More than ten million US adults, mostly women, suffer from this disease and are desperately looking to alleviate the daily onslaught of chronic pain, and short bursts of physical activity can help.
Because those with fibromyalgia are riddled with pain, exercise is often the last thing on their minds.

But, new research published in the Journal Arthritis Research and Therapy indicates that short, intense bursts of physical activity help fibromyalgia patients feel better and function better in their daily lives.

The thought of doing a full thirty minutes of exercise can be daunting for the fibromyalgia patient, but this study used “lifestyle physical activity,” which are short bursts of physical activity incorporated into the day.

This includes, but is not limited to taking the stairs, walking more, and riding a bike to a nearby store instead of taking the car

Even gardening! Virtually anything that involves movement.


Short Bursts of Physical Activity Video

Doing short bursts of exercise that take less time is more of a motivator for physical activity, after all, anyone, even those with chronic pain can wrap their minds around a little bit of exercise as opposed to exercising for longer periods of time.

The 12-week study involved 84 people with fibromyalgia. One group was told to engage in lifestyle physical activity for 5 to 7 days out of their week, while the other group only took part in an educational program about fibromyalgia.
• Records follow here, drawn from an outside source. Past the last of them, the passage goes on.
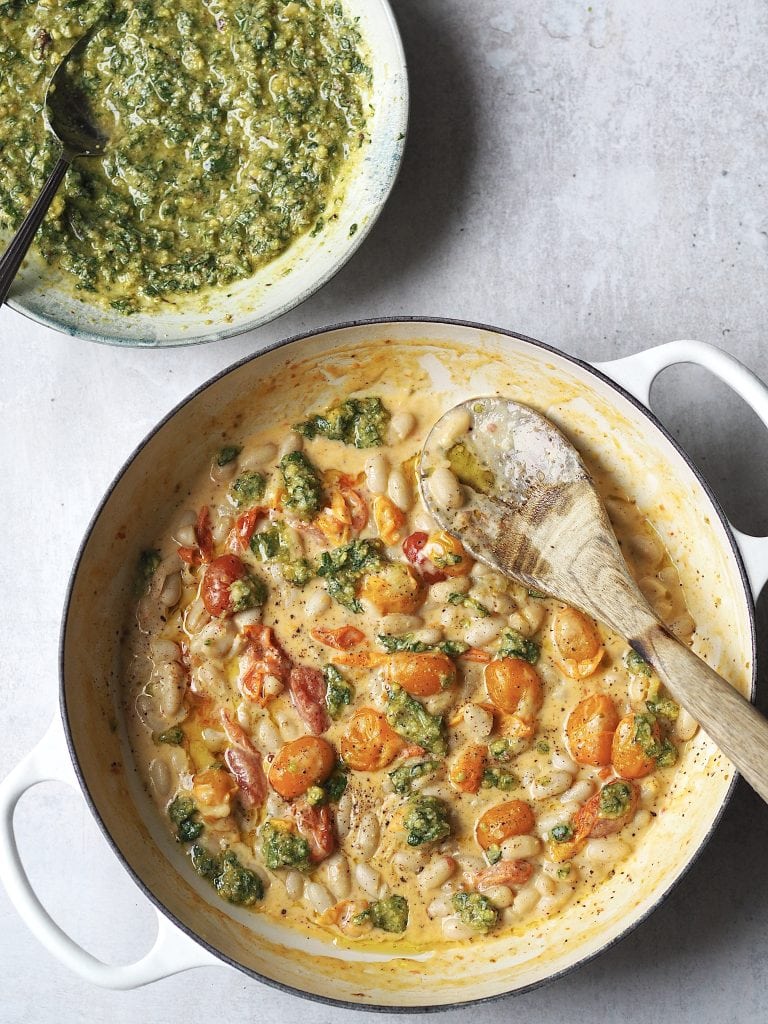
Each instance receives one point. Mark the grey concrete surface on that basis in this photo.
(589, 174)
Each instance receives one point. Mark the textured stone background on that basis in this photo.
(593, 176)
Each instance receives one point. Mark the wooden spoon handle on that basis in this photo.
(731, 722)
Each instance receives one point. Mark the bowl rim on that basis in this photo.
(65, 711)
(399, 130)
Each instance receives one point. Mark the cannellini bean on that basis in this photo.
(162, 651)
(685, 726)
(500, 896)
(398, 491)
(367, 836)
(397, 622)
(478, 722)
(401, 425)
(339, 879)
(368, 879)
(267, 735)
(454, 928)
(579, 793)
(441, 591)
(171, 592)
(344, 815)
(258, 456)
(295, 885)
(214, 739)
(437, 871)
(454, 424)
(169, 686)
(439, 907)
(550, 785)
(317, 603)
(601, 851)
(291, 442)
(317, 896)
(377, 474)
(445, 489)
(519, 847)
(483, 631)
(160, 777)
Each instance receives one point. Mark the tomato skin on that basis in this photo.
(219, 576)
(420, 675)
(514, 687)
(370, 742)
(307, 688)
(627, 756)
(514, 817)
(299, 764)
(590, 730)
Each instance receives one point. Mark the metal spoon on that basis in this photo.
(68, 118)
(531, 512)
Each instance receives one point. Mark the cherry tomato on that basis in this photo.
(219, 576)
(370, 742)
(590, 730)
(421, 675)
(514, 817)
(299, 764)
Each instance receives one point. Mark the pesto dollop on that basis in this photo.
(229, 121)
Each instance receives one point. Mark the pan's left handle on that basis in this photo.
(172, 952)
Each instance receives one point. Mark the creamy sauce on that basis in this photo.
(229, 124)
(185, 666)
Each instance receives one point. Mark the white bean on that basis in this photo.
(368, 879)
(317, 603)
(401, 425)
(377, 474)
(437, 871)
(454, 928)
(317, 896)
(445, 489)
(258, 456)
(550, 785)
(519, 847)
(478, 722)
(291, 442)
(295, 885)
(339, 880)
(602, 851)
(483, 631)
(398, 491)
(685, 726)
(367, 836)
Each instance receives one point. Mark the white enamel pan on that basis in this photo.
(604, 409)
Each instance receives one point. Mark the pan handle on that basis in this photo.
(637, 373)
(172, 952)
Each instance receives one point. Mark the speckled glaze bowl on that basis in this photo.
(604, 411)
(45, 294)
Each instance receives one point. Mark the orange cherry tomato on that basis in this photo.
(448, 554)
(370, 742)
(395, 589)
(627, 755)
(301, 763)
(466, 771)
(421, 675)
(590, 730)
(514, 687)
(514, 817)
(577, 641)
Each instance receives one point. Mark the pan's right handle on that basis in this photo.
(173, 950)
(637, 373)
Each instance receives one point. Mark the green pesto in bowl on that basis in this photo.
(230, 123)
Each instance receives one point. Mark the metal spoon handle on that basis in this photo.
(13, 256)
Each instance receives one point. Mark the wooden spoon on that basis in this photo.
(528, 508)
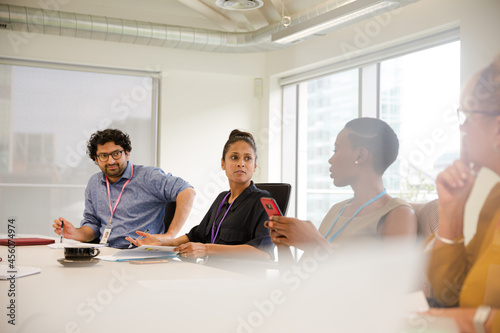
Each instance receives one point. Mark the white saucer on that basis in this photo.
(78, 263)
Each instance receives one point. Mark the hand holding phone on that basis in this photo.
(270, 206)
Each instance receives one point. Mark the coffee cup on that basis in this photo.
(80, 253)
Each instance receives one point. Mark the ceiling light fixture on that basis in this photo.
(350, 12)
(239, 4)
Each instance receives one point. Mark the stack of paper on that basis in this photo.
(6, 273)
(142, 252)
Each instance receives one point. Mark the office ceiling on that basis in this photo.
(199, 14)
(186, 24)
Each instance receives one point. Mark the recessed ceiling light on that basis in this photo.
(239, 4)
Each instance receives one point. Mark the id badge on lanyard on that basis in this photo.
(107, 230)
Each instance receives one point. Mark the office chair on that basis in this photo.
(279, 191)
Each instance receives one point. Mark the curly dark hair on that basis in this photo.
(376, 136)
(108, 135)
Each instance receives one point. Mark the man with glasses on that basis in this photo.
(125, 197)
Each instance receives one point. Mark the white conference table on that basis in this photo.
(118, 296)
(188, 297)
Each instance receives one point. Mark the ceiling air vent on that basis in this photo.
(239, 4)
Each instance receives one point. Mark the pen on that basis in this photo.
(62, 226)
(138, 238)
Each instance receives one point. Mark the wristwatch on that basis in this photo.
(480, 318)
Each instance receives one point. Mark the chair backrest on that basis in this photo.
(279, 191)
(169, 214)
The group that was more physically active took 54% more steps during the course of the day when compared to the control group.

At the end of the study, those in the activity group reported fewer deficits in physical functioning and a decrease in their pain when compared to the control group that did not engage in physical activity.

According to the research, short bursts of activity, lasting ten minutes or less but that have some degree of intensity to them can improve both cardiovascular health and the perception of pain.

These short bursts of activity seem to be as effective or better than 30 minutes of traditional forms of exercise, such as cycling, walking, running, or swimming.

Walking is a great way to get started and is gentle on the joints.